Die Resultate sind neben den Todesopfern und dem Leid der Verletzten vor allem Angst und Unsicherheit in der Zivilbevölkerung.
Und Wut. Wut auf die Amerikaner und Briten, die mit ihrem unbedachten Vorgehen in Irak in der Region an der Grenze zu Europa einen Flächenbrand ausgelöst haben. Vor allem die Arroganz der US-Administration, die davon ausging, dass es sich bei der Operation 'Enduring Freedom' um einen besseren Spaziergang für die eigenen Truppen handeln würde, verblüfft immer noch.
Da verteilten Politiker bereits die Beute unter befreundeten Unternehmen, dachten aber keinen Moment darüber nach, dass es die Unterstützung der Bevölkerung des eroberten Landes brauchen würde. Stattdessen freuten Sie sich über die eigenen Meinungsumfragen, die zeigten, dass die desinformierte und belogene US-Bevölkerung Saddam weghaben wollte, da er ja scheinbar für die Terrorangriffe auf die USA schuld gewesen sei.
Doch nun fällt alles in sich zusammen. Saddam ist mitnichten entmachtet: er klettert wieder aus der Mülltonne der Geschichte hervor und hat die Rolle vom irren Diktator zum mystischen Untergrundkämpfer gewechselt. Die Amerikaner zahlen unterdessen einen riesigen Blutzoll für das planlose Vorgehen ihres Verteidigungsministers.
Kaum war die irakische Armee besiegt, folgte Fehler auf Fehler: Die Waffenlager der Irakis wurden und werden wegen Personalmangel kaum bewacht. Zu Beginn wurden Plünderer teilnahmslos toleriert, die Sicherheit der 'befreiten' Zivilisten, schien gleichgültig zu sein. Niemand weiss, wie viele damals in anarchischen Scharmützeln starben, wie viele alte Rechnungen gewaltsam beglichen wurden. Die totale Demontage des alten Sicherheitsapparates von Polizei und Armee hinterliess ein riesiges Vakuum und tausende arbeitslose Männer.

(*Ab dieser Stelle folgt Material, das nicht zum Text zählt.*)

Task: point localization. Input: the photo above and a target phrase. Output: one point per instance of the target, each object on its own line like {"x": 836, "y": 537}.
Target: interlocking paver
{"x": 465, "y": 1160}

Unterdessen grinsten Bush und Blair um die Wette. Der Irak wurde von den internationalen Terrororganisationen unter der Führung von El Kaida schnell als Ort erkannt, wo man sich fernab von funktionierenden Sicherheitsapparaten organisieren, viele frustrierte Sympathisanten finden und dazu noch dem grossen Dämon USA schmerzliche Schläge versetzen könnte.

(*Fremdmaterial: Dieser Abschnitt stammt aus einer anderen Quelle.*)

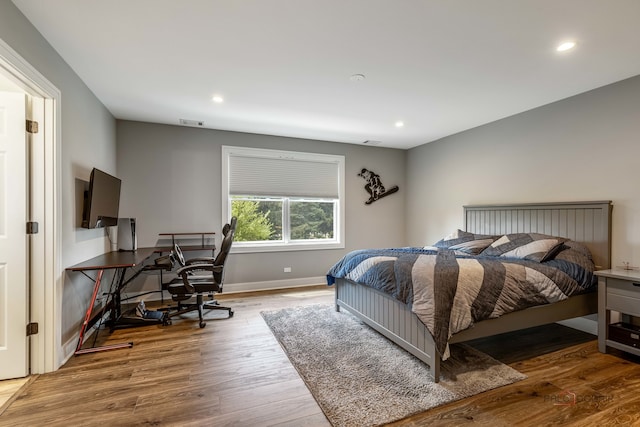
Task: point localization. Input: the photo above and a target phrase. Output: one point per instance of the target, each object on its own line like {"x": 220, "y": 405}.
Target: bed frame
{"x": 585, "y": 222}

Zudem war der ganze Feldzug im Rest der islamischen Welt ein Katalysator für den Zorn gegen die USA, denn die Motive waren offensichtlich nicht mehr der in Afghanistan vertretene Krieg gegen den Terror, sondern einfach die Beseitigung eines von der US-Regierung aus politischen Gründen gehassten Despoten. Das Resultat ist eine fast ausweglose Katastrophe.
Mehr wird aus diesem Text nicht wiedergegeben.